Back to Plate

Slate AR

.agents/skills/slate-ar/SKILL.md

53.0.89.2 KB
Original Source

Slate AR

Handle $ARGUMENTS.

Use this as the Slate v2 wrapper around codex-autoresearch:codex-autoresearch. It is not the perf lane. slate-ar owns Slate-specific defaults for any measured Autoresearch loop: target cwd, session files, dashboard/status/finalization entrypoints, correctness routing, and handoff boundaries.

Performance optimization lives in slate-ar-perf.

Use When

  • The user invokes slate-ar.
  • The user invokes a mini-skill shortcut: slate-ar-next, slate-ar-perfect, slate-ar-fast, slate-ar-stabilize, or slate-ar-ship.
  • The user invokes an expert wrapper shortcut: slate-ar-status or slate-ar-finalize.
  • The user invokes a focused wrapper: slate-ar-quality, slate-ar-gate, or slate-ar-recipe.
  • A Slate v2 task needs durable Autoresearch loop state, ASI logging, keep/discard decisions, dashboard visibility, quality-gap research, or packet/resume discipline.
  • A correctness repair or architecture plan is looping and needs measured hypothesis tracking after the direct owner has provided proof surfaces.
  • The user asks for Slate v2 Autoresearch status, continuation, dashboard, finalization preview, deep research, or quality-gap handling.

Do Not Use When

  • The bug is a direct correctness failure with no oracle.
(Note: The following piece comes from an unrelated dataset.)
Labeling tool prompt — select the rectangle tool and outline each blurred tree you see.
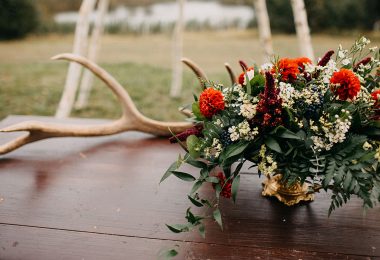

Use slate-patch.
  • The output is an architecture/API proposal for user review. Use slate-plan.
  • The request is specifically performance/max-speed/pagination/virtualization optimization. Use slate-ar-perf.
  • The target is Plate product code instead of raw Slate v2.

Relationship To Other Lanes

  • codex-autoresearch:codex-autoresearch: owns generic setup, packets, logging, dashboard, deep research, quality-gap, drift, finalization, and CLI mechanics.
  • slate-ar: wraps that engine for Slate v2 cwd, state, correctness routing, and operator modes.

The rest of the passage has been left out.